La misa duró, como todas, sobre la media hora, pero aquella media hora se me pasó en un vuelo.
Cuando acabó, me volví a la sacristía. Allí estaba don Manuel desvistiéndose.
– Tú dirás.
– Pues ya ve usted… Me querría casar.
– Me parece muy bien, hijo, me parece muy bien; para eso ha creado Dios a los hombres y a las mujeres, para la perpetuación de la especie humana.
– Sí, señor.
– Bien, bien. ¿Y con quién? ¿Con la Lola?
– Sí, señor.
– ¿Y lo llevas pensando mucho tiempo?
– No, señor; ayer…
– ¿Ayer, nada más?
– Nada más. Ayer me dijo ella lo que había.
– ¿Había algo?
– Sí.
– ¿Embarazada?
– Sí, señor.
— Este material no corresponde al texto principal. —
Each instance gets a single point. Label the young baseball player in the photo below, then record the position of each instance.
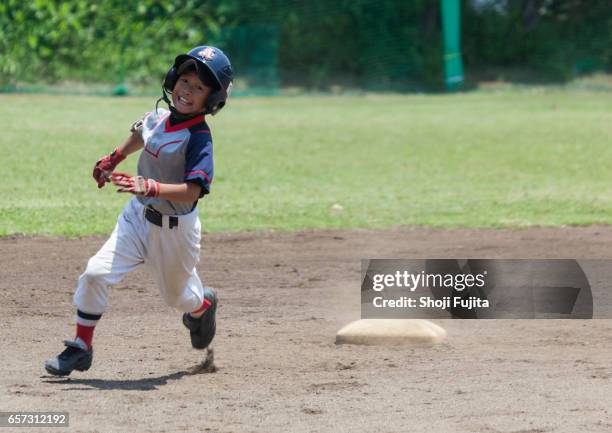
(159, 227)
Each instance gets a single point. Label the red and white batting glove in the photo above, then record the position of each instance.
(136, 185)
(105, 166)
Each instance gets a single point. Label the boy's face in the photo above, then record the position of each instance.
(189, 94)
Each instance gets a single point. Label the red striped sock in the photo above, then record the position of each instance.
(85, 333)
(86, 323)
(198, 313)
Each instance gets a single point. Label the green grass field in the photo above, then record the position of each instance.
(509, 159)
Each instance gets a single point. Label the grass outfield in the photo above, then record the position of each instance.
(480, 160)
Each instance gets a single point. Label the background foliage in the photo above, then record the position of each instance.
(375, 44)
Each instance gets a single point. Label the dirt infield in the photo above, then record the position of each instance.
(283, 296)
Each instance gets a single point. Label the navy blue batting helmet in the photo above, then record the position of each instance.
(214, 69)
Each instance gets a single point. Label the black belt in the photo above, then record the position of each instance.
(156, 218)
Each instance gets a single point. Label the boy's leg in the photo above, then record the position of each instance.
(172, 257)
(121, 253)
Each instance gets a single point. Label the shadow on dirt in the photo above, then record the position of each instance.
(147, 384)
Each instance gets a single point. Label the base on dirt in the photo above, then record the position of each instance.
(390, 332)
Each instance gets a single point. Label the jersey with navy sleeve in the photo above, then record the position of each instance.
(175, 154)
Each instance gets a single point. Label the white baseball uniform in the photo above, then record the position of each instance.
(172, 154)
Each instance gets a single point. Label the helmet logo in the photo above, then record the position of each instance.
(207, 53)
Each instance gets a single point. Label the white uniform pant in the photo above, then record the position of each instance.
(170, 255)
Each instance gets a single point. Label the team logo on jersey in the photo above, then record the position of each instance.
(207, 53)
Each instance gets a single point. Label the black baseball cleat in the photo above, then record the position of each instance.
(202, 330)
(73, 358)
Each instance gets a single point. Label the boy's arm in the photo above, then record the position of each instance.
(187, 192)
(105, 165)
(131, 145)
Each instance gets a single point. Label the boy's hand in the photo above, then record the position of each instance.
(105, 166)
(137, 185)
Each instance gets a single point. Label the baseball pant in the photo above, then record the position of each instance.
(169, 254)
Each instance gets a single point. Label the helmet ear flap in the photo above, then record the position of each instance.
(170, 80)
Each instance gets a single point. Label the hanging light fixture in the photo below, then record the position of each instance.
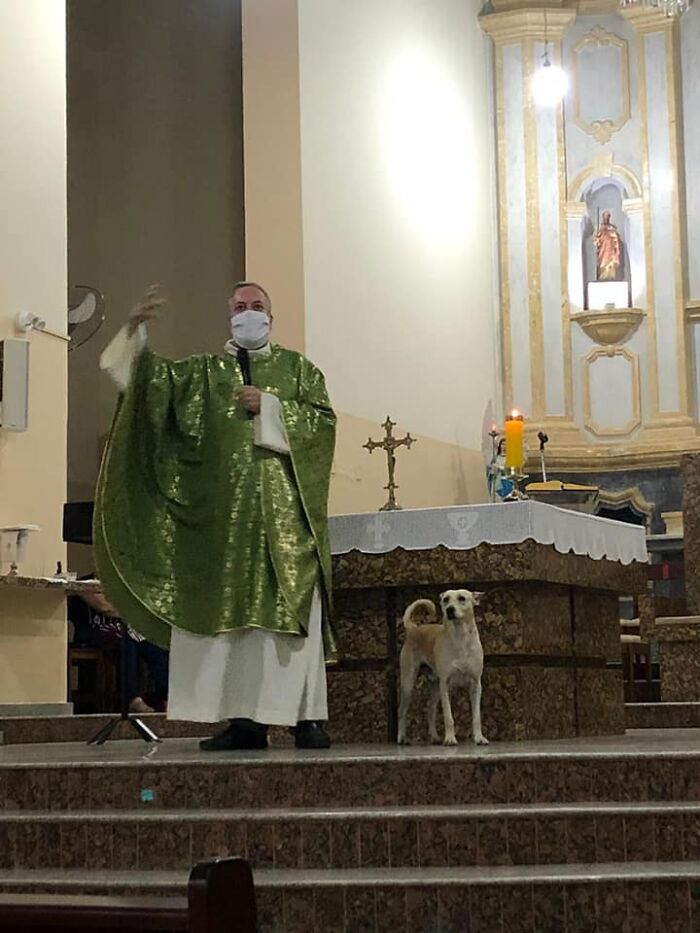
(670, 7)
(550, 82)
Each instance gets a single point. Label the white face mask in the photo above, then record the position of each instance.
(250, 329)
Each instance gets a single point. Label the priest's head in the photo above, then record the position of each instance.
(250, 316)
(249, 296)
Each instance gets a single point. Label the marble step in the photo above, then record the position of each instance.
(646, 765)
(23, 730)
(30, 730)
(662, 715)
(380, 837)
(530, 899)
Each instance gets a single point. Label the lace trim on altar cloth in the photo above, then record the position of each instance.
(464, 527)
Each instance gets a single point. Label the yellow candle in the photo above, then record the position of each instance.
(515, 428)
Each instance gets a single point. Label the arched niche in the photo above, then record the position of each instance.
(605, 195)
(585, 193)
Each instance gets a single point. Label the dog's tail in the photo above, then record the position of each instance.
(414, 607)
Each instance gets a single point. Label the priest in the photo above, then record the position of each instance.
(211, 529)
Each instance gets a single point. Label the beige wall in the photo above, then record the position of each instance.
(155, 182)
(273, 202)
(390, 218)
(33, 278)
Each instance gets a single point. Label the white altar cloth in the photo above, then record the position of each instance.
(465, 527)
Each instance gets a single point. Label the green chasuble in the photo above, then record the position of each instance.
(196, 526)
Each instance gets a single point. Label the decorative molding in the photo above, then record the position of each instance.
(608, 328)
(613, 458)
(632, 497)
(506, 342)
(597, 7)
(604, 129)
(534, 241)
(652, 378)
(636, 419)
(564, 253)
(647, 19)
(576, 210)
(692, 312)
(517, 24)
(632, 206)
(623, 174)
(501, 6)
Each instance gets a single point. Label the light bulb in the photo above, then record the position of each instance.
(549, 84)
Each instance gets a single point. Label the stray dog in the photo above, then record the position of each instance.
(452, 650)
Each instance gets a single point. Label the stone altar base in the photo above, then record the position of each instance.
(678, 638)
(549, 624)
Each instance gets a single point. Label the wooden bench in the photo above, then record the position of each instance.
(220, 899)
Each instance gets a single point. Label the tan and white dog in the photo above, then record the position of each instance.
(452, 650)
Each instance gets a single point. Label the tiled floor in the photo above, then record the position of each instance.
(595, 835)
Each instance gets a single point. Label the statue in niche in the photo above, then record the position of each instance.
(608, 244)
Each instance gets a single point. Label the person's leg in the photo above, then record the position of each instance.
(313, 707)
(157, 662)
(133, 694)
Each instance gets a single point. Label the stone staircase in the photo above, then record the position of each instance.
(572, 836)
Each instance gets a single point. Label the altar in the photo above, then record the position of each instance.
(549, 621)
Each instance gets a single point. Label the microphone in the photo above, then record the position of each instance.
(244, 363)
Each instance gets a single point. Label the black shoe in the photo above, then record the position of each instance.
(240, 734)
(311, 734)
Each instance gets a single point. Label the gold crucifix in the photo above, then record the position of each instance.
(389, 444)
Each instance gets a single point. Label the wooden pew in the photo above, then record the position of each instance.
(220, 899)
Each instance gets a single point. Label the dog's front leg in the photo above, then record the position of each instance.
(432, 712)
(450, 737)
(478, 736)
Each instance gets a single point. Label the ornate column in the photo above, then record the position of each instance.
(665, 247)
(634, 210)
(532, 217)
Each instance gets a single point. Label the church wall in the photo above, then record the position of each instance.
(690, 59)
(273, 198)
(396, 138)
(155, 180)
(33, 278)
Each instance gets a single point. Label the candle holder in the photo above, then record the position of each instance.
(517, 478)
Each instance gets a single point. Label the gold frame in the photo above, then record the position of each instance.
(586, 364)
(602, 130)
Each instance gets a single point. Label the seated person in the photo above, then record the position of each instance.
(96, 625)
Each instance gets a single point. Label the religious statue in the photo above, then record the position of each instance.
(608, 249)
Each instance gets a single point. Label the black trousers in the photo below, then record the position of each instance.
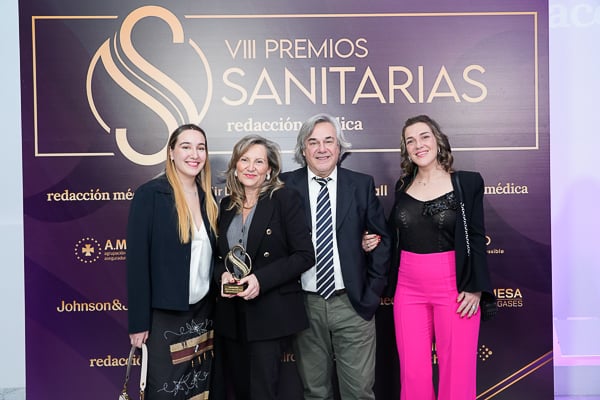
(252, 369)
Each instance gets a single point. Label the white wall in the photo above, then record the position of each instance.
(12, 309)
(575, 182)
(575, 177)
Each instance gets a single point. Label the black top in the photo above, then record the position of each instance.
(426, 226)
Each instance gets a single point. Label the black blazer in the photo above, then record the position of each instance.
(358, 210)
(477, 278)
(158, 264)
(280, 246)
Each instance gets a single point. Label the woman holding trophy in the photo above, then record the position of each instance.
(264, 246)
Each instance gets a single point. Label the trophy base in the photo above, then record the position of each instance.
(229, 288)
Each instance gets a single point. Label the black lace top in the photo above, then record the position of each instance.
(426, 226)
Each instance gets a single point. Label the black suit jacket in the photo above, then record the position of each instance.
(476, 278)
(280, 246)
(358, 210)
(158, 264)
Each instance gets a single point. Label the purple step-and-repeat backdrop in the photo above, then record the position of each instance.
(104, 83)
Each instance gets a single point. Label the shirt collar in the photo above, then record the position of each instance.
(332, 176)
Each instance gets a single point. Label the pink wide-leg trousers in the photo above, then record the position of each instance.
(425, 310)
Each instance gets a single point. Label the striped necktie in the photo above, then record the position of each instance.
(325, 276)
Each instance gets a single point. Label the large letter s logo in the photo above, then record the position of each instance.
(150, 86)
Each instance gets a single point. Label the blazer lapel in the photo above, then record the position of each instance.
(345, 196)
(299, 181)
(259, 224)
(225, 220)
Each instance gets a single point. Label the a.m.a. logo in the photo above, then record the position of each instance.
(87, 250)
(115, 250)
(136, 75)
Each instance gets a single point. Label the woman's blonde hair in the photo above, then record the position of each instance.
(184, 215)
(234, 186)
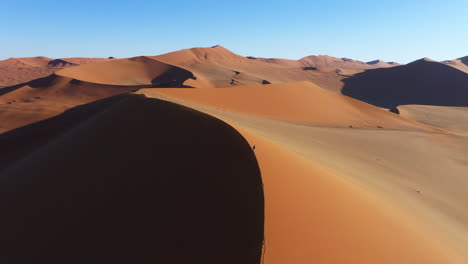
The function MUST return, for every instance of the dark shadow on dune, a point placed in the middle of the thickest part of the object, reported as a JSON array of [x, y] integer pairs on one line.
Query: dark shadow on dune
[[310, 68], [174, 77], [420, 82], [58, 63], [18, 143], [145, 181], [464, 60]]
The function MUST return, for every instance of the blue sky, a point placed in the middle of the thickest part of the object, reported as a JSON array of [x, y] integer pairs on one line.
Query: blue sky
[[393, 30]]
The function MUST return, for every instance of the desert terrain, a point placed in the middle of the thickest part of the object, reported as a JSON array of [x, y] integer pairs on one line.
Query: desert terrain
[[206, 156]]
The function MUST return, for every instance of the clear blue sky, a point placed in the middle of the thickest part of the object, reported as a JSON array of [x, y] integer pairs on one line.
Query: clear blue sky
[[393, 30]]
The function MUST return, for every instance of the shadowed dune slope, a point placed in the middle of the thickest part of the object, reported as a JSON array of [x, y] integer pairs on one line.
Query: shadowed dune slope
[[22, 141], [460, 63], [421, 82], [454, 119], [14, 71], [49, 96], [301, 102], [133, 71], [145, 181], [314, 216], [219, 67]]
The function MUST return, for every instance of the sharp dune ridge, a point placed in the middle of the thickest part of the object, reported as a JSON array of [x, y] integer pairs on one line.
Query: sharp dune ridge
[[205, 156], [164, 197]]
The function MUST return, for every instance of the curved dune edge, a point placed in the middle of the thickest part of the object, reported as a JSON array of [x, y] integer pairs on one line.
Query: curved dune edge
[[311, 215], [132, 185], [453, 119]]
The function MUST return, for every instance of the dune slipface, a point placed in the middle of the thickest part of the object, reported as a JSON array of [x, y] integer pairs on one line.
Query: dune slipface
[[315, 215], [299, 102], [423, 82], [145, 181]]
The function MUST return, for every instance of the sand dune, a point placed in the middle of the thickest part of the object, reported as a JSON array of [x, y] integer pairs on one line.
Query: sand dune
[[219, 67], [454, 119], [47, 97], [15, 71], [138, 186], [89, 171], [460, 63], [421, 82], [314, 216], [312, 213], [327, 61], [302, 102], [130, 72]]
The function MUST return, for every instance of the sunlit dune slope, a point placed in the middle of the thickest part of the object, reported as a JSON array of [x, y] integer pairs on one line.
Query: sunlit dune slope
[[454, 119], [133, 185], [15, 71], [314, 216], [219, 67], [460, 63], [133, 71], [301, 102], [46, 97]]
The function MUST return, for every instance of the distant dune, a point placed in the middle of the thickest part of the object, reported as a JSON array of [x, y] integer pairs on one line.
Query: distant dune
[[301, 102], [460, 63], [420, 82], [311, 212], [453, 119], [129, 72], [14, 71]]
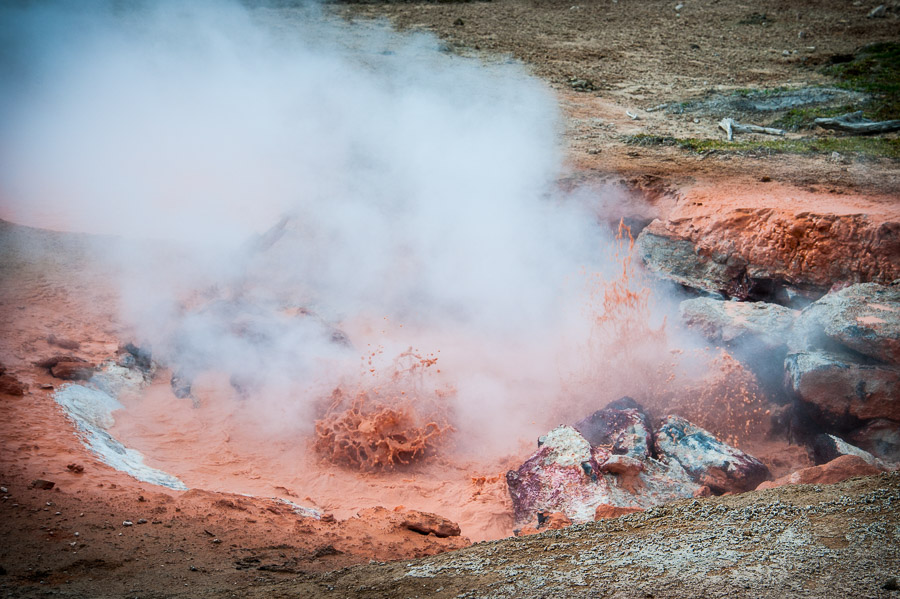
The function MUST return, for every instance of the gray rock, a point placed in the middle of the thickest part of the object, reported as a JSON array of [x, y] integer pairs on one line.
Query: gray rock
[[880, 437], [842, 389], [678, 260], [829, 447], [621, 425], [864, 318], [755, 323], [709, 461], [567, 475]]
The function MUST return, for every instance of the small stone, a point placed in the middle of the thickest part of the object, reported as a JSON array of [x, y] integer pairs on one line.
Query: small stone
[[427, 523], [10, 385], [605, 510]]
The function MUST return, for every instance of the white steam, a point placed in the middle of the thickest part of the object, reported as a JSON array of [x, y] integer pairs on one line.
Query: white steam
[[418, 189]]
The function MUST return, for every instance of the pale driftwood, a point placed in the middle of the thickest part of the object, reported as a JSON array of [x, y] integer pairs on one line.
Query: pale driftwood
[[730, 126], [854, 123]]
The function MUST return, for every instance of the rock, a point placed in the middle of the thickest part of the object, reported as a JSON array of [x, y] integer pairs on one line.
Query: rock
[[73, 371], [10, 385], [880, 437], [828, 447], [842, 390], [566, 474], [864, 318], [52, 361], [427, 523], [835, 471], [621, 425], [63, 343], [709, 461], [605, 511], [561, 476], [142, 357], [544, 522], [758, 324], [717, 244]]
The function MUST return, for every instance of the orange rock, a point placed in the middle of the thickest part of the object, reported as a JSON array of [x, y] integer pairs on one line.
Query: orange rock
[[835, 471], [605, 510], [553, 521], [73, 371], [10, 385]]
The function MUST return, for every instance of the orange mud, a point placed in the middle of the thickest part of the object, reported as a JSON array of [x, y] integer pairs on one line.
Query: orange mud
[[228, 444]]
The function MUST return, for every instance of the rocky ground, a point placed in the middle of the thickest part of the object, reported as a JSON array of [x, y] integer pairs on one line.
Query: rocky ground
[[719, 207]]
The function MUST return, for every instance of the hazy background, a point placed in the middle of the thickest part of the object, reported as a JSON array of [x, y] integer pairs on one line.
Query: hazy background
[[412, 195]]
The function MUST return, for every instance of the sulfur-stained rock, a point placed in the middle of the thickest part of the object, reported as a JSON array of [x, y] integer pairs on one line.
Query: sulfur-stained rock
[[842, 388], [73, 371], [428, 523], [829, 447], [544, 522], [622, 425], [864, 318], [566, 474], [709, 461], [757, 324], [880, 437], [835, 471], [561, 476]]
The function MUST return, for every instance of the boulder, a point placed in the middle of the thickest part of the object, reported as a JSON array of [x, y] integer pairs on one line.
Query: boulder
[[707, 460], [73, 371], [52, 361], [756, 324], [427, 523], [880, 437], [566, 474], [10, 385], [864, 318], [843, 389], [828, 447], [561, 476], [835, 471], [622, 426], [544, 522]]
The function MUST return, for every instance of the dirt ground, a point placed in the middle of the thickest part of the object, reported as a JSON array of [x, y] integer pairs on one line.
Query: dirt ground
[[804, 541]]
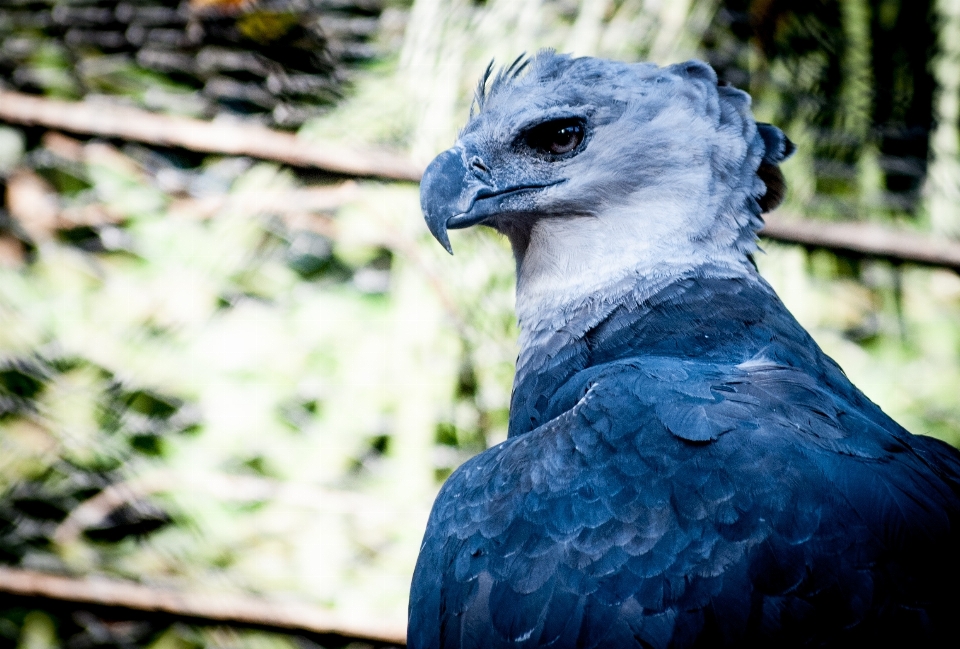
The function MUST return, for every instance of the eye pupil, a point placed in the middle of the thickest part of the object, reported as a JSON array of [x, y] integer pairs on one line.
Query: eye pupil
[[556, 137]]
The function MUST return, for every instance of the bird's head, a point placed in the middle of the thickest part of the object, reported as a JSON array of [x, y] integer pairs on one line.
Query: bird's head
[[596, 170]]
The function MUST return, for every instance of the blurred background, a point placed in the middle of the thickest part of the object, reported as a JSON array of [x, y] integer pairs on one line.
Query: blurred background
[[239, 374]]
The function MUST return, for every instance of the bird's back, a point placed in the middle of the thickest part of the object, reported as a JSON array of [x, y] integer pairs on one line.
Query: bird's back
[[692, 471]]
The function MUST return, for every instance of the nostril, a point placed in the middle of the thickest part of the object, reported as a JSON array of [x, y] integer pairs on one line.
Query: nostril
[[477, 164]]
Embarazada.
– Pues sí, hijo; lo mejor es que os caséis. Dios os lo perdonará todo y, ante la vista de los hombres, incluso, ganáis en consideración. Un hijo habido fuera del matrimonio es un pecado y un baldón. Un hijo nacido de padres cristianamente casados es una bendición de Dios. Yo te arreglaré los papeles. ¿Sois primos?
– No, señor.
– Mejor. Vuelve dentro de quince días por aquí; yo te lo tendré ya todo preparado. -Sí, señor.
– ¿A dónde vas ahora?
– Pues ya ve usted. ¡A trabajar!
– ¿Y no te querrías confesar antes?
– Sí… Me confesé, y me quedé suave y aplanado como si me hubieran dado un baño de agua caliente.